Pristina, 9 July 1999 (RFE/RL) - The international peacekeeping force in Kosovo says it is investigating what appears to be a large mass grave near Pec, in the west of the province. NATO spokesman Jan Joosten said the grave was found near the village of Ljubenic, in an area under the control of Italian peacekeeping troops. He said it could contain more than 300 bodies.

The U.N. High Commissoner for Human Rights issued a report today which said that in several areas of Kosovo basic needs such as food, shelter and safe drinking water are available and there is no longer fear of an imminent human catastrophe.

But the report also warned that agriculture had suffered severely from the war and this year's wheat harvest was expected to be only half its normal size. The UNHCR report was based on a survey of 141 villages.

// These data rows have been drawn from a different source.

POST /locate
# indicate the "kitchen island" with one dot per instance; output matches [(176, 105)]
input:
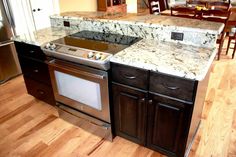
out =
[(159, 83)]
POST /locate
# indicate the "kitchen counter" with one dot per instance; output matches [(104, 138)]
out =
[(146, 20), (176, 59), (152, 27), (44, 35)]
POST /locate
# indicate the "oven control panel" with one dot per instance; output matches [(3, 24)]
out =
[(77, 52)]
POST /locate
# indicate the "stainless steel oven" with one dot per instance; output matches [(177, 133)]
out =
[(81, 88), (79, 75)]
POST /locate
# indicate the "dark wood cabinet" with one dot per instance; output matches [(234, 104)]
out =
[(160, 111), (35, 71), (167, 125), (112, 6), (130, 113)]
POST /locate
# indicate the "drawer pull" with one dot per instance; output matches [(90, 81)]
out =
[(41, 92), (129, 77), (143, 100), (150, 101), (170, 87), (36, 70)]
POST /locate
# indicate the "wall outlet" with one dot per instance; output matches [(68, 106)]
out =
[(177, 36), (66, 23)]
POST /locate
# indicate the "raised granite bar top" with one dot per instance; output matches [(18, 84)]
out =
[(170, 58), (42, 36), (144, 19)]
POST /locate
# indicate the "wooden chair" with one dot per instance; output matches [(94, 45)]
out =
[(156, 6), (232, 36), (215, 15), (218, 5), (196, 3), (186, 12), (223, 35)]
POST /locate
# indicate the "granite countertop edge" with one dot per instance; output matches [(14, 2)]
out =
[(168, 70)]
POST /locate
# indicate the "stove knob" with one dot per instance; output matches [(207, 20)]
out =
[(47, 46), (90, 54), (98, 56), (52, 46)]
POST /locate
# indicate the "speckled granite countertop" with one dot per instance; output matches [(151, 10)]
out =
[(44, 35), (170, 58), (148, 20)]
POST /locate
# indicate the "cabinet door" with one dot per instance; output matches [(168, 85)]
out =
[(41, 11), (130, 113), (168, 124), (102, 5)]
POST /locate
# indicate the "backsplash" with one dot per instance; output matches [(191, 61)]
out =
[(192, 36)]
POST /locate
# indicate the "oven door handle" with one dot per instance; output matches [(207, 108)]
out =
[(53, 64)]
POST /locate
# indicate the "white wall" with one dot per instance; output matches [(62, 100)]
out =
[(90, 5), (78, 5), (131, 6)]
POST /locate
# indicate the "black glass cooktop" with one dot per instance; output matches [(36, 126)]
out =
[(105, 42)]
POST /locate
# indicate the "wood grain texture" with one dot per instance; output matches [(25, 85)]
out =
[(30, 127)]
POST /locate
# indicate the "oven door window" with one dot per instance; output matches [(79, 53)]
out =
[(78, 89)]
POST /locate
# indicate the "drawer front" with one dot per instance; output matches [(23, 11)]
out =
[(172, 86), (39, 90), (35, 69), (130, 76), (30, 50)]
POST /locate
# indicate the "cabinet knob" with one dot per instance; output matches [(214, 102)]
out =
[(150, 101), (41, 92), (143, 100)]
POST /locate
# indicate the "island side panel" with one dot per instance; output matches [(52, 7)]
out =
[(198, 107)]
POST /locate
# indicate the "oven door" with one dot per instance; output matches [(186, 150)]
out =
[(80, 87)]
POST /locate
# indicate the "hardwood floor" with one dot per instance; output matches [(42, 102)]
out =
[(31, 128)]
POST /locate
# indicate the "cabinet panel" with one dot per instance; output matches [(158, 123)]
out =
[(130, 76), (39, 90), (172, 86), (35, 69), (102, 5), (29, 51), (168, 125), (130, 113)]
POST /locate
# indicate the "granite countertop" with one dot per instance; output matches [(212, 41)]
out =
[(170, 58), (167, 57), (42, 36), (146, 19)]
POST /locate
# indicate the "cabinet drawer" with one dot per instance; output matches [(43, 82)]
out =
[(35, 69), (130, 76), (30, 50), (39, 90), (172, 86)]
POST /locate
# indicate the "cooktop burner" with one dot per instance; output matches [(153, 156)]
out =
[(109, 43), (89, 48)]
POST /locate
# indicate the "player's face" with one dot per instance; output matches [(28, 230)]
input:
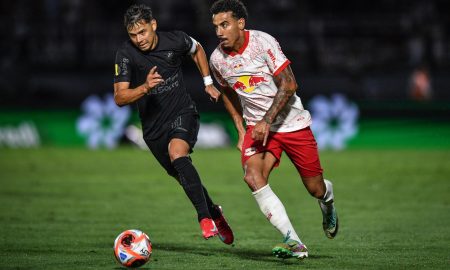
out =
[(229, 30), (143, 35)]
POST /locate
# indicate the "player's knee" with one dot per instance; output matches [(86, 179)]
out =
[(254, 180)]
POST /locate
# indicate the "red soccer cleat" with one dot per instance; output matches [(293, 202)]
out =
[(208, 227), (225, 232)]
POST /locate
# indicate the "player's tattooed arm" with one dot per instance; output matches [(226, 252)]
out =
[(287, 86)]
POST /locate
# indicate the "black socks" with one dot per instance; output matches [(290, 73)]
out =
[(190, 181)]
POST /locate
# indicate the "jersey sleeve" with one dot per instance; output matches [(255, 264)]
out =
[(275, 58), (216, 74), (122, 67), (184, 42)]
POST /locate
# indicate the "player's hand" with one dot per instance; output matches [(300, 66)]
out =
[(213, 93), (153, 79), (261, 132)]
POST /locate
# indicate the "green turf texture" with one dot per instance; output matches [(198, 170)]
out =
[(62, 209)]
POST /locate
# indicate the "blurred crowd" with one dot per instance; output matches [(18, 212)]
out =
[(55, 52)]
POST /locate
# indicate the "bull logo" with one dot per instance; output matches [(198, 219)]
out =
[(248, 83)]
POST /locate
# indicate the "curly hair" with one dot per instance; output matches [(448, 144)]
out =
[(235, 6), (137, 13)]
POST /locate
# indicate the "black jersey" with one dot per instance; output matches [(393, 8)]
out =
[(169, 99)]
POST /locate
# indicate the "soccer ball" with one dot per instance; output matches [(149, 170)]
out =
[(132, 248)]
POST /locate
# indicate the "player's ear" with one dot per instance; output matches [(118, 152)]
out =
[(241, 24), (154, 24)]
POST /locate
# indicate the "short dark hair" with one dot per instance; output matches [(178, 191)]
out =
[(136, 13), (235, 6)]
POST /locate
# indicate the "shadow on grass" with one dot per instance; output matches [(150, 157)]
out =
[(240, 251)]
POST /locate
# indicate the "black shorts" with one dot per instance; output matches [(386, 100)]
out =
[(184, 127)]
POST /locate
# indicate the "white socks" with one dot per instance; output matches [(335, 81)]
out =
[(273, 210), (329, 196)]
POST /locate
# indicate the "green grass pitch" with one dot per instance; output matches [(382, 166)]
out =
[(62, 208)]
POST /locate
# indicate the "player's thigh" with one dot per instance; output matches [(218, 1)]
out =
[(301, 148), (178, 148), (257, 169), (184, 128), (159, 149)]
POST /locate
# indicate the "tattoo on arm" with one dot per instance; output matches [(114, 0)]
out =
[(287, 86)]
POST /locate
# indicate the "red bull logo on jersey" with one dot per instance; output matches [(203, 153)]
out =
[(248, 83)]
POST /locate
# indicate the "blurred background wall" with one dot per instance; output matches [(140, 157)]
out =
[(390, 58)]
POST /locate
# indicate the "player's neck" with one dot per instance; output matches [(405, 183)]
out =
[(240, 42), (155, 43)]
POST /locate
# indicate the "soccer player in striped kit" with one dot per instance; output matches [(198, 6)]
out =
[(259, 87)]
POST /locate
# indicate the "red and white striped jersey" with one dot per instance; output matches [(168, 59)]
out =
[(250, 72)]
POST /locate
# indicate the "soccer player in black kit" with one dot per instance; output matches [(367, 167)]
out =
[(148, 72)]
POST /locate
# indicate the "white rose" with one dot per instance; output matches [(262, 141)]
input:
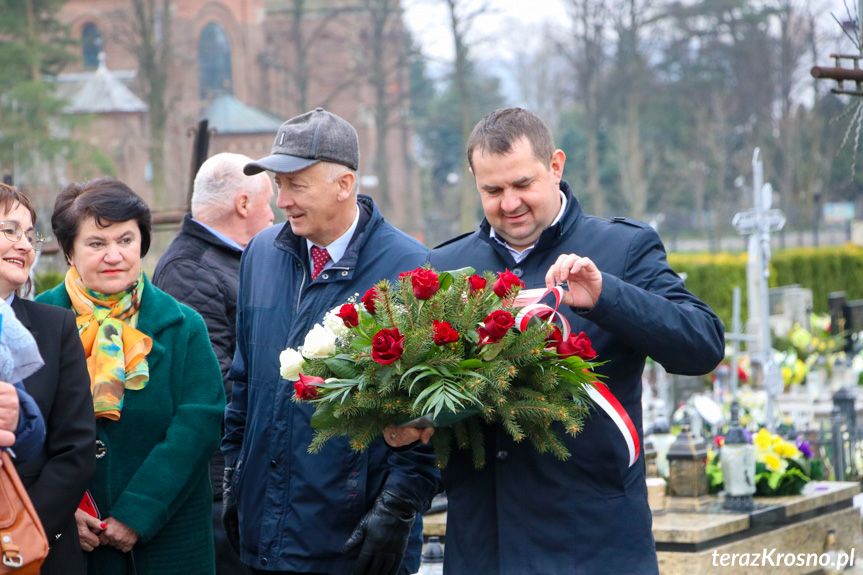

Another UNHCR report accused the Serbian authorities of harassing up to 100,000 Kosovo Serbs as part of a campaign to persuade them to return to Kosovo. A UNHCR spokesman in Geneva said the UNHCR suspected that the 8,000 Serbs who returned to Kosovo ten days ago had been coerced into doing so by the Yugoslav authorities.

In Serbia's third largest town, Nis, the local government today passed a resolution calling for the resignation of Yugoslav President Slobodan Milosevic because of his handling of the Kosovo crisis. Nis is controlled by opposition parties. The 21 deputies loyal to Milosevic's Socialist party left before the vote was taken.

Meanwhile, the prime minister of the self-declared government of the moderate Kosovo political leader Ibrahim Rugova today called for democratic elections within a year in Kosovo. Bujar Bukoshi, making the call in a statement from Bonn, also asked for quicker action by international organisations to establish civilian structures in Kosovo.